Acaba el año y esta será mi última columna del 2019. Es tentador dejarlo aquí. Con un recuerdo ingrávido de este paseo juntos. Un escritor sin lectores es como un partido de fútbol sin entradas al tobillo. Soy un hombre agradecido. Os deseo un buen final del año y muchos encuentros furtivos en servicios públicos. E ibuprofeno. Y cortas colas en la sanidad pública. Y abrazos inesperados. Y jamón, gambas y vino; que son los tres pilares de Occidente. También fe en los demás. A mí me va faltando, pero quizá lo ponga en mi lista de deseos para el próximo año. Confiar en el otro. Quizá la única manera de no morir todos sepultados por estos tiempos de sombra.

Como un ciudadano-mosquito más, iré la semana que viene a ver las luces del centro. Me gusta vivir la Navidad sin complejos. A pecho descubierto. Tan hortera como me sea posible. Observar las bombillas como los insectos postrados antes esas letales lámparas violetas. Si oís un chasquido, soy yo, achicharrado, ante tanta hermosura lumínica. Quiero creer que la política es alumbrar, de esa y de otras muchas maneras. El tiempo dirá hacia dónde va mi ciudad. Si los que nos mandan tienen luces o son unos iluminados, que son diferentes formas de llevar una bombilla. Córdoba es una ciudad preciosa. La echo tanto de menos que no me gustaría volver nunca, para seguir echándola de menos toda la vida. Pasa como aquellos amores dolorosos que con el tiempo emergen y deslumbran en el recuerdo. La memoria, qué hija de la gran puta.

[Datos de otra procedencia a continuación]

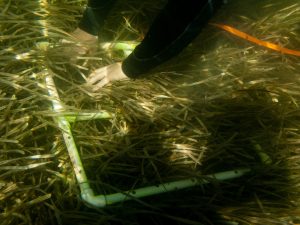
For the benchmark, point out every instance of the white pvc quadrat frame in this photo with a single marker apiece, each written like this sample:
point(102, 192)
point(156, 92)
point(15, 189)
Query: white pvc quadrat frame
point(87, 193)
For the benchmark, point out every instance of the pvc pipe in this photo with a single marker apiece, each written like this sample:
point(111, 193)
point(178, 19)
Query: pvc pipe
point(104, 200)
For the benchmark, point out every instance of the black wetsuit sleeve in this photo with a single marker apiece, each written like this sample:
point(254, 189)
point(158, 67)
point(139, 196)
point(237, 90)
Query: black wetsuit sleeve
point(94, 15)
point(178, 23)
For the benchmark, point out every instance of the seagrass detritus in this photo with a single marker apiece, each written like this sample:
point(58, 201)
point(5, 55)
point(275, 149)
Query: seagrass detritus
point(178, 23)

Salud, dinero y amor. Anda que la gente es tonta. Anda que van a pedir tofu y un taladro nuevo para el vecino. Yo al nuevo año le pido paciencia y, sobre todo, sonrisas. Las de María y las de mis hijos. En su felicidad está la mía. Y poder volver a jugar al fútbol. Y escribir un libro. Y aprobar algún examen en la UNED. Y terminar con dignidad la Media de Sevilla. Y seguir compartiendo vino con mi padre y confidencias de mesa camilla con mi madre. Y barbacoas con mi suegra. Y mordiscos en la barbilla de mi sobrino Lázaro. Y whiskys en pijama con mi cuñado, cuando Ale y los míos duermen. Y cenotes con el Julio. Alguna marchita loca con el Daviles. Que caigan en mi mano cuatro o cinco buenos libros. Un par de amaneceres rojos y hermosos de camino al trabajo. Que no me roben la bicicleta. Que los coches se paren en los pasos de cebra. Que en mi cuarenta cumpleaños no sienta el mundo caer sobre mis hombros. Que este nuevo Córdoba no haya nacido muerto. Que mi ciudad me siga recibiendo con un guiño. Que Sevilla siga pareciendo mía. Que el hogar se mantenga caliente. Que el salmorejo me salga bueno. Que los veranos sigan siendo un relámpago de dicha. Que las manos de mis hijos aprieten con fuerza las mías. Que tengamos que dejar de follar porque nos invadan las risas. Las risas por nada. Las risas de estar vivos. Las risas de quererse así, en un piso alquilado, con un Dacia en la puerta, con el futuro fresco aún entre nuestras manos, como cuando ponen Ghost en Telecinco al mediodía, como el barro que no deja de girar en el torno de la vida.